Take-homes have tightened. A working chatbot is no longer enough. Companies now ask candidates to ship an evaluation harness alongside it: a small gold set, a judge model, and a CI step that fails the build when faithfulness drops below threshold. If the candidate ships the chatbot but skips the eval, that is itself the signal.
Pick five to seven questions across at least four categories. More than ten turns the call into a trivia quiz and the signal collapses.
Each rubric tells you what a strong answer covers. Score three ways: strong (covers all rubric points), partial (covers two of three), weak (misses the rubric or recites a textbook definition). If the candidate can only define terms, downgrade. Production scars beat textbook fluency at the senior level.

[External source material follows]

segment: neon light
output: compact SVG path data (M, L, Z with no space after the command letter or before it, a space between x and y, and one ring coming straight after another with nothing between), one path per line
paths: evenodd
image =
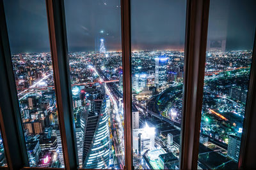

Pair the questions with a short paid trial. A 4-hour scoped task on real code outperforms a 90-minute interview at every level above junior.
RAG is the new baseline. Asking a 2026 AI engineer about RAG is like asking a 2018 backend engineer about REST. Expect fluency, not surprise.
1. When would you NOT use RAG? Rubric: Names small-corpus cases (just stuff it in the prompt), highly dynamic data where the index is always stale, and cases where fine-tuning genuinely wins (style, format, structured extraction). Bonus: mentions hybrid approaches (RAG plus tool calling).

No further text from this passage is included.